Step 17 – Channels Light Masks, Advanced
The next step is a very advanced one. The highlights in the clouds are still hiding detail and we are going to use a very advanced method to bring them in control. This is like using shadows/highlights adjustment, but far more controlable and advanced. We are going to work directly in the channels tab now, located right next to the layers tab. Select the Channels tab.
Step 18 – Channels Light Masks, Advanced
Click on Load Channel as Selection, located in the bottom right. This selects all highlights of the image from 50% grey and lighter in a feathered way. The lighter, the more it is selected.
Step 19 – Channels Light Masks, Advanced
Now click the button right next to it, Load Selection as Channel. This creates a new channel named Alpha 1, that shows your image as a greyscale. Now press this button 3 more times and it will create 3 more channels, Alpha 2, Alpha 3 and Alpha 4.
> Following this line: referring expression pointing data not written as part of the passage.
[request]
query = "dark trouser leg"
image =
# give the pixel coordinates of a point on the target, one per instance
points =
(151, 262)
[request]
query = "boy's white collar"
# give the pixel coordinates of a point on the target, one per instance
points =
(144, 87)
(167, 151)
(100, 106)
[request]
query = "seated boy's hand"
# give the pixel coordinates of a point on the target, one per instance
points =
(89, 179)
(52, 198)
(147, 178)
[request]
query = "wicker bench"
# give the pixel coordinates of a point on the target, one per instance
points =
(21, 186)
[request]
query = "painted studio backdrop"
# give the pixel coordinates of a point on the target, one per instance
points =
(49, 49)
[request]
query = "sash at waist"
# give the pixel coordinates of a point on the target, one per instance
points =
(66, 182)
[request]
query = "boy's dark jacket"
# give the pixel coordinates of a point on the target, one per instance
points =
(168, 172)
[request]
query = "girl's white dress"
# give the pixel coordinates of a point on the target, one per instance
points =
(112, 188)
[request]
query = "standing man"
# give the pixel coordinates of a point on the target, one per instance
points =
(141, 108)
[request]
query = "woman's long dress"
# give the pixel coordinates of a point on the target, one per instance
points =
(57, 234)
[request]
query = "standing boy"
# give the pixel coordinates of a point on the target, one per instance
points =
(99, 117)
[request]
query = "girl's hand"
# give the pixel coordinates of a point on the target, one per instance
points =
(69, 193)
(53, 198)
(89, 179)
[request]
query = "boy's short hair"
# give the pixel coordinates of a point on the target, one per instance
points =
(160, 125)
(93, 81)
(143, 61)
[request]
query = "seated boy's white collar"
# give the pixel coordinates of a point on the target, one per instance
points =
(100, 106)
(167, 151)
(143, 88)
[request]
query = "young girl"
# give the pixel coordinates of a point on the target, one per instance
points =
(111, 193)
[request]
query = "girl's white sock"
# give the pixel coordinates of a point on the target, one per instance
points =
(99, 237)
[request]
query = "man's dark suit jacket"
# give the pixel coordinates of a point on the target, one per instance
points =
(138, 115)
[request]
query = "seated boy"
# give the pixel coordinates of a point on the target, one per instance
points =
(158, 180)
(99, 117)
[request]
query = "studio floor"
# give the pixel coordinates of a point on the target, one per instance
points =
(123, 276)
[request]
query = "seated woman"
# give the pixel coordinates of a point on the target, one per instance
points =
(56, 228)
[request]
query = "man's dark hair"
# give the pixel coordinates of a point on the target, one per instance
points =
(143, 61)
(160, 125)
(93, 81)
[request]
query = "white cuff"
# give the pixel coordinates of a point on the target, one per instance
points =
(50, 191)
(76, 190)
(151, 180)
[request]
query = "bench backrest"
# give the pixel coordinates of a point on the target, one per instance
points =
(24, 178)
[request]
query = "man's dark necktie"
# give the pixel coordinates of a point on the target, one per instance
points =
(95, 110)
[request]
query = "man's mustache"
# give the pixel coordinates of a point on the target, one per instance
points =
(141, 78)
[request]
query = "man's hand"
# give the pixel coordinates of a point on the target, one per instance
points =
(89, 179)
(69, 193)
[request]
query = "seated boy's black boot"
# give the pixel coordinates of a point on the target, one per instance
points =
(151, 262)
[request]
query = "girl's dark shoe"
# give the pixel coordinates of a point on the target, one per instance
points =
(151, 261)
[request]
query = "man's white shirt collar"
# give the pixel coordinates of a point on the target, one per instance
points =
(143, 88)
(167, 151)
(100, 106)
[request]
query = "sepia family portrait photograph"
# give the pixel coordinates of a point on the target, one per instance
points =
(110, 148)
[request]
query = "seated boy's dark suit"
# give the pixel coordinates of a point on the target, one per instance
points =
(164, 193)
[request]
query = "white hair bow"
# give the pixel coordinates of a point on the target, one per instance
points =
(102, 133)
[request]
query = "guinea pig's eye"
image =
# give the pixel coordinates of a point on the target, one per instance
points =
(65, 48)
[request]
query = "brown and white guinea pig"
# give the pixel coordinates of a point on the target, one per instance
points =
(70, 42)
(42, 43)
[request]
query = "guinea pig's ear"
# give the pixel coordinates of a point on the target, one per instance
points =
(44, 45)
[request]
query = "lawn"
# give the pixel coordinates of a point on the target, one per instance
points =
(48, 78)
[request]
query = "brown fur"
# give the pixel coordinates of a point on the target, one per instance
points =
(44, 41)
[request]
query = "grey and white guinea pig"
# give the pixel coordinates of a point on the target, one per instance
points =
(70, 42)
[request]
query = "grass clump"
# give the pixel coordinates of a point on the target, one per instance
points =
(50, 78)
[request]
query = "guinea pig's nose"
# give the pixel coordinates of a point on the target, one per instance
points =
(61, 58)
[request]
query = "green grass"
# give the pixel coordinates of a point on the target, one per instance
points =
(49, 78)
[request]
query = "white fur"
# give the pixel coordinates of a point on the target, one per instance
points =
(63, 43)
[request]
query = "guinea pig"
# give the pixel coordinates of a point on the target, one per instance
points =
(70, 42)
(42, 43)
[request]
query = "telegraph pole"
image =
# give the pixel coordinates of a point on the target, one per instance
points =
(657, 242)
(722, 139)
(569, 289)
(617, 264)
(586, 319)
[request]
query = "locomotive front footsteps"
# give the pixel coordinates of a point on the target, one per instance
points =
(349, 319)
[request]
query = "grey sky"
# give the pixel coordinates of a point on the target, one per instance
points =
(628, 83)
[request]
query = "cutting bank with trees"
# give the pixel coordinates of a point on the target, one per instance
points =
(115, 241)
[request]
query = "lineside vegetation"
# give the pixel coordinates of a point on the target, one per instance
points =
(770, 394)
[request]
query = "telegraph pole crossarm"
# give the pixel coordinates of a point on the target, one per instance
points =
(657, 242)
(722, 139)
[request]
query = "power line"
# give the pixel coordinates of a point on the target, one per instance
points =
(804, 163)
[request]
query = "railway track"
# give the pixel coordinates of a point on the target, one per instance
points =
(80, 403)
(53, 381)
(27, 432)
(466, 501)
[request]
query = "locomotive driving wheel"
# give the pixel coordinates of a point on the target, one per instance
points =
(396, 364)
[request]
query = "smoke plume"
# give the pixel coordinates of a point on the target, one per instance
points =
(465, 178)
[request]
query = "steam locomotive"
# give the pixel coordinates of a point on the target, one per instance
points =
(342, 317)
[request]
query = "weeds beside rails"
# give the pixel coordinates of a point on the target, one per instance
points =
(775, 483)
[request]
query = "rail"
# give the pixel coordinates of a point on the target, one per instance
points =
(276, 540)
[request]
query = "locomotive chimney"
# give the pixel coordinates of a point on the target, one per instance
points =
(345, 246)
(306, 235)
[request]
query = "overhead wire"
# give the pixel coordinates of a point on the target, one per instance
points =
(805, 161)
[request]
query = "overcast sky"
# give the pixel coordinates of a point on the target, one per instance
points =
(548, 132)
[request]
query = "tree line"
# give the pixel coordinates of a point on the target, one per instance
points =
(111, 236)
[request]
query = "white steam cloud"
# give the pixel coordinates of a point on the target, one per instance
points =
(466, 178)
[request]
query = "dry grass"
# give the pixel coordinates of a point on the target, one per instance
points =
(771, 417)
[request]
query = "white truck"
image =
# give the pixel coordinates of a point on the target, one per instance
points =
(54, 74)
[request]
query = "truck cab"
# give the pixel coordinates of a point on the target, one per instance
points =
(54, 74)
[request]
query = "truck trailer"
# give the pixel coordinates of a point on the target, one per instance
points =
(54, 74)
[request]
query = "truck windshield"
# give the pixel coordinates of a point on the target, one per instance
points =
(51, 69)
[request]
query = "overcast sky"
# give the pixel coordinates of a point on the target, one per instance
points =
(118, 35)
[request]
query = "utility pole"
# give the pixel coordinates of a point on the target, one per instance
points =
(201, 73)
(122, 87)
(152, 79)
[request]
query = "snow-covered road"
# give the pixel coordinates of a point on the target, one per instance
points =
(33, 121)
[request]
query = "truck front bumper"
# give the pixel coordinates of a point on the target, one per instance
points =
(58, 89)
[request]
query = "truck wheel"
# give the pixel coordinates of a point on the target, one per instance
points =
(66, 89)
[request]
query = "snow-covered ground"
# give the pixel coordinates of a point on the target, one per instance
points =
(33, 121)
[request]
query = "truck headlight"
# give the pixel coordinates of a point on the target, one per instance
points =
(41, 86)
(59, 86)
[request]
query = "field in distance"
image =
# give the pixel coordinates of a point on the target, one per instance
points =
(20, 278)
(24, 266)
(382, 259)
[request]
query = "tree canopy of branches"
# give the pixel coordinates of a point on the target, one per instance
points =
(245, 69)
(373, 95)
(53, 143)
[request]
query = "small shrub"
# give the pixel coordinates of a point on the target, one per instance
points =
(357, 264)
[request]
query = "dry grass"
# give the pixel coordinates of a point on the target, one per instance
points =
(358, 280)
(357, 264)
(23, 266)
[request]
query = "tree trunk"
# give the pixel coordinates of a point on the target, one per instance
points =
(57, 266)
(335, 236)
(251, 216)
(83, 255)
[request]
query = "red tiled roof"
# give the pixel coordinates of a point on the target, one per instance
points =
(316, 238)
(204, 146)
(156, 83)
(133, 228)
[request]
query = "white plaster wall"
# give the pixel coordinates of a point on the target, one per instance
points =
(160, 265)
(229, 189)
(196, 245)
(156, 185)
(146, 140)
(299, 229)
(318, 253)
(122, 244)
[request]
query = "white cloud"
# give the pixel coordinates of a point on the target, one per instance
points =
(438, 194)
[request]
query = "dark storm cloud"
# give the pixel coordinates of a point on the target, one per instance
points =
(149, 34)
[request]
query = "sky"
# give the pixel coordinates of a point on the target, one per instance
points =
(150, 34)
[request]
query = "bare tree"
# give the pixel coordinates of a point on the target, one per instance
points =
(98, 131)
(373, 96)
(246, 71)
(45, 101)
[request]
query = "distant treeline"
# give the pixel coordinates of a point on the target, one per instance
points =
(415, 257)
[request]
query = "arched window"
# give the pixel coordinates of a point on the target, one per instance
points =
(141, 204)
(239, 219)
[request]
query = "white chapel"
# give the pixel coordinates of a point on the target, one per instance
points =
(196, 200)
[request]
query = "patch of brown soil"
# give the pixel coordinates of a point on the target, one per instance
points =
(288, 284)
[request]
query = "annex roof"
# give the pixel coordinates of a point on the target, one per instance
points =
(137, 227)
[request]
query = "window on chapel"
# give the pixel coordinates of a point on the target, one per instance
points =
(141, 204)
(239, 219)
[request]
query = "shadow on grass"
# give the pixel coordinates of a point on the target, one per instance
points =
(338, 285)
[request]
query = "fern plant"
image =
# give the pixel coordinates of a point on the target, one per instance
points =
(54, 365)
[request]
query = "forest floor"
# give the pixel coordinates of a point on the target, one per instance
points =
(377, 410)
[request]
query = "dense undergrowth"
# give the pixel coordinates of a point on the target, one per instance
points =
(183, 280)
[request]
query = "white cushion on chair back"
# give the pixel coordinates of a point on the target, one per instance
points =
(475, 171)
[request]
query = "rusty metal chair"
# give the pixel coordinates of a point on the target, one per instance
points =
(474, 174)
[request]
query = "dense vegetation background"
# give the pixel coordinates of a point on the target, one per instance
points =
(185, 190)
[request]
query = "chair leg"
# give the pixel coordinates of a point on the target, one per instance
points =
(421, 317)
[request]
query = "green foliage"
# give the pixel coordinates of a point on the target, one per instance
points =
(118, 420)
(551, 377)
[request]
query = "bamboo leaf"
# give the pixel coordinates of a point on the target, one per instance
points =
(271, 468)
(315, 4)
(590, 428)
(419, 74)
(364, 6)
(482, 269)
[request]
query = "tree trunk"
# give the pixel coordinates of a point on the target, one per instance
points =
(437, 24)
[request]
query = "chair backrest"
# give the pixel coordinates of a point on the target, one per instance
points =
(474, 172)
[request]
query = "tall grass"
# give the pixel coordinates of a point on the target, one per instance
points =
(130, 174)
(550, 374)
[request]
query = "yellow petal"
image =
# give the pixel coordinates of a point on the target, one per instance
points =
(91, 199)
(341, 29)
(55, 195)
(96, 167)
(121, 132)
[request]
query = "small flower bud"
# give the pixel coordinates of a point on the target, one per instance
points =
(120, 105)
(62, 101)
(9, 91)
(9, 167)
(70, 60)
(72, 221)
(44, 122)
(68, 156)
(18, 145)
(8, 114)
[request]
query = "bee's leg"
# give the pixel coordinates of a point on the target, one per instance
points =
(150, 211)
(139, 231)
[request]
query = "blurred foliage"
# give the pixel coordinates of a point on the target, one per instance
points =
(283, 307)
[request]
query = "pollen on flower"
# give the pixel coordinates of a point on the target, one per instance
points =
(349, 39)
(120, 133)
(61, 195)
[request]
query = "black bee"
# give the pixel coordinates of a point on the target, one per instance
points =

Step 20 – Channels Light Masks, Advanced
With the selection still loaded, select Channel Alpha 2 and press Backspace once. Select Channel Alpha 3 and press Backspace twice then select Channel Alpha 4 and press Backspace 3 times. When you are done, your created Alpha channels should look like this, every next one a little bit lighter that the previous one.
Step 21 – Channels Light Masks, Advanced
We now want to open 4 Levels adjustments with each separate Alpha channel as it’s mask. First Select the Channel Alpha 1, click on Load Channel as Selection and then on the Layers Tab, open a Levels Adjustment named Levels 1. Repeat this for channel Alpha 2, to Levels 2 and so on, until you have 4 Levels Adjustments in your layers tab all masked accordingly to your 4 Alpha channels. When you are done, you may delete all the channels you have created but not the Layer 4 mask channel. Your Layers tab should look like this.
Step 22 – Channels Light Masks, Advanced
By only looking at the highlights of the image, in this case the clouds, I brought the adjustments of those layers to a point were the clouds would show all of their detail. The values given are:
Levels 1 – 90 Black, 0.72 Grey, 227 White
Levels 2 – 40 Black, 0.87 Grey, 255 White
Levels 3 – 12 Black, 0.96 Grey, 244 White
Levels 4 – 8 Black, 1.09 Grey, 255 White
This was achieved by were I felt the clouds to work best and I overdid it a little bit to show the vast difference of those adjustments in the clouds. Here is the picture after those adjustments. The result is that all the clouds are perfect, like in a drawing, but all ground highlights actually got ruined.
Step 23 – Mask Out the Channels Light Masks effect on Dark Areas
Click ctrl+alt+shift+E (PC) cmd+alt+shift+E (Mac) and merge all work done until now in a new layer. Create a mask for this new Layer and hide all level adjustments.
Step 24 – Channels Light Masks – Finished
By either using the Gradient all the Brush tool, dark the bottom area of the mask. I used a Gradient tool, since it won’t hurt having a little bit darker highlights in the middle. We only really needed to fix the orange ground areas.
Step 25 – Review
Nadaaa! No we are not done yet. But let’s review all the steps done until now. We obviousely have a version of the image that looks much more alive, kept most the pro’s of an HDR treatement but none of the cons. The last image is a would be hdr treatment of the original.